Would you be surprised if you were joined in the delivery room by a male midwife?
Jean Laurilla has worked as a midwife at Sunshine Hospital for ten years and laughingly refers to himself as a “delivery boy”. His experience is an enlightening case study into the way gender is still seen as important in some careers.
Jean revealed some of the difficulties he had as a student midwife, saying “I was assigned to a Sudanese woman who was in labour, and she looked at me and asked me, “How would you be able to take care of me when you yourself haven’t had a baby?” So the interpreter told me that, and I was a bit embarrassed. She was right. But in hindsight, pain is pain; pain is universal. I try to imagine the worst pain that you can possibly experience; I try my very best to be sympathetic with these labouring women.”

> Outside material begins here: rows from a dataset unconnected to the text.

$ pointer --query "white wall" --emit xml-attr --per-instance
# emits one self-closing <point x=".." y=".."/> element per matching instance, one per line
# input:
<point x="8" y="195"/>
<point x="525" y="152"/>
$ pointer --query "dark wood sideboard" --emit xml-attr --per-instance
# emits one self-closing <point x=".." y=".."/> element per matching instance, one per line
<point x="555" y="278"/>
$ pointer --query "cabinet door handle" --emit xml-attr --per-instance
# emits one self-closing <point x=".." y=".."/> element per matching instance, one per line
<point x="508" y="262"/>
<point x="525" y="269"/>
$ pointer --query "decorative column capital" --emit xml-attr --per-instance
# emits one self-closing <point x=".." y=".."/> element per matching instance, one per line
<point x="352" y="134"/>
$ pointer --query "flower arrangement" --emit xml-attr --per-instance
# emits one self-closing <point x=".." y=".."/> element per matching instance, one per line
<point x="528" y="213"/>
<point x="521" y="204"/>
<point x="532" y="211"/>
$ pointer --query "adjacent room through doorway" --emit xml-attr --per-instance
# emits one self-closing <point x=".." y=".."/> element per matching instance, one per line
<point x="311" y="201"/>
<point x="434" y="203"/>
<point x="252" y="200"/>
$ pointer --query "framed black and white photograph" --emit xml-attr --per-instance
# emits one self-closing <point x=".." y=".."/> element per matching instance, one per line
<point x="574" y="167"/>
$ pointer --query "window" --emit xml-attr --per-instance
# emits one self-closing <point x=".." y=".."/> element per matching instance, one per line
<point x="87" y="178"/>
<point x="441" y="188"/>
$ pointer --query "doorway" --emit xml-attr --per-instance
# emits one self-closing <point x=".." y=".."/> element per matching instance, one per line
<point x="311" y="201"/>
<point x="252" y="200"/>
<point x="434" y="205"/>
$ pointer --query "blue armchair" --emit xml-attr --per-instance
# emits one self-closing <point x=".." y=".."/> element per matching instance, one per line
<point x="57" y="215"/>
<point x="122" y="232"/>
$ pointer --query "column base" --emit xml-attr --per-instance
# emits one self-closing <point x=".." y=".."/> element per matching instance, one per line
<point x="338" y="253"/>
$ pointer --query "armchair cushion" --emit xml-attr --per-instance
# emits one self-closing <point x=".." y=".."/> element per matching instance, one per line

Similarly, when he was still studying to be a qualified midwife (and was the only male in the whole course), he had to care for a certain number of patients to pass his degree. This proved difficult, as women were reluctant to have him present at their births. “The reception of a male student looking after pregnant women was not very good. See, when I was studying, you have to attend 40 births, and out of those 40 women that I recruited, only one called me for the birth,” Jean remembered.
Even now, a decade into his time at Sunshine hospital, some patients and their families flinch at having Jean care for them. “A bad experience is when the husband looks at you and asks you to get out because he doesn’t want a male midwife examining his wife.” Jean says sadly.
He believes this is because of the assumptions people make about him, and what it means for men to be in his profession. When asked about the reaction he sometimes gets, he says, “They’re quite surprised at finding out that I’m a midwife. I think they assume that it’s very unusual for a male to be in a female-dominated field, that it’s just weird, you know? Dealing with female private parts at birth and women in general.”